But if us warty pudgy homely yucky people always hide our faces, how will others ever learn to look beyond superficial appearances?
Wonkette was, let's admit it, a pleasant surprise.
Ogged, you don't look that bad. Actually you look a little jewish, must be the nose.
My crush on Belle does continue unabated, but also unaided, by the revelation of her personal appearance.
Aww, Adam, that's sweet. Or wait, vaguely insulting? No, no, it's sweet.
Belle, I was just trying to show you that I wasn't shallow.
So waitaminute there Ogged, if you think bloggers should keep their appearances to themselves, why'd you go and out (or attempt to, anyway) Belle before?

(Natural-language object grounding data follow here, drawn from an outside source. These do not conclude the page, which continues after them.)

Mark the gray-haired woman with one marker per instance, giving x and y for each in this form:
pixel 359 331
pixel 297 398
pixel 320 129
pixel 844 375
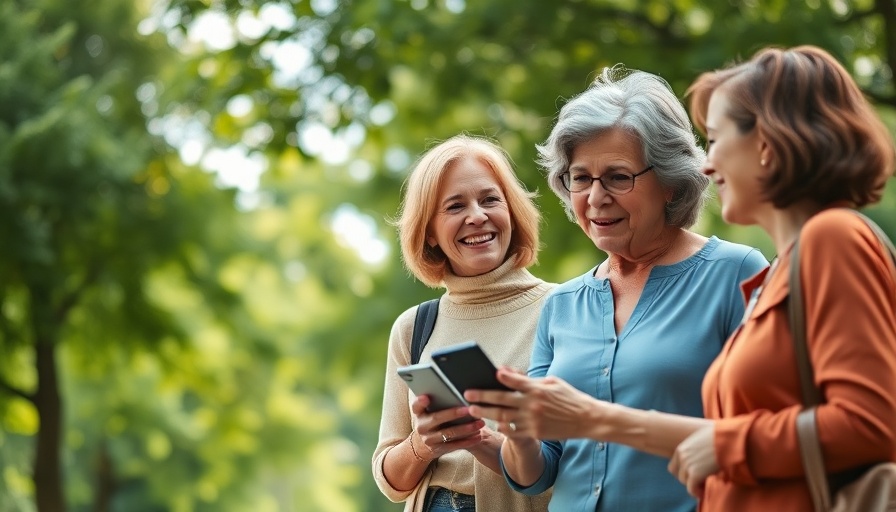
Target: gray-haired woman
pixel 640 328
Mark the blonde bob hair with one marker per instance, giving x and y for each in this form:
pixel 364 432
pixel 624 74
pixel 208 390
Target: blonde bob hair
pixel 421 197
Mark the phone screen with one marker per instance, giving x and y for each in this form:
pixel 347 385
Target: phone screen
pixel 467 367
pixel 424 379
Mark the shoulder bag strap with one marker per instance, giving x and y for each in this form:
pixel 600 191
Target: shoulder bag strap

Do you really have to bring up the most ignominious chapter in my sleuthing history? (Belle, I'm so sorry, I was confused and mistaken....) Ben, you fucking rat.
To answer the substantial question: hmm, good question. I credit Adam with helping me thematize my opposition to public appearances, and allowing me to raise inchoate thoughts to the level of principle. Verily, I was barely conscious before.
I wouldn't have thought it reflected so poorly on your sleuthing, ogged. I mean, it would have to have been sleuthing in the first place, right?
I kid because I love.
That's either nice of you or you're still making fun of me. Generally, a sleuth who picks out the wrong target is adjudged a crappy sleuth. Anyone can dig through the trash, right?
BTW it's nice for you to say I look "sultry" in that photo, Ogged, since it would be more accurate to say I look like I just got hit smartly on the base of the skull with an axe handle. But, to be fair, I was totally drunk.
Well, now that you've said it, I can say it: you look drunk, too. But some women look stupid drunk, some look sultry. Count yourself lucky.
It's the kohl that does it.
(Yeah, I know that's not really kohl. But "kohl" is cool, and I was thinking of this Gorey quatrain.)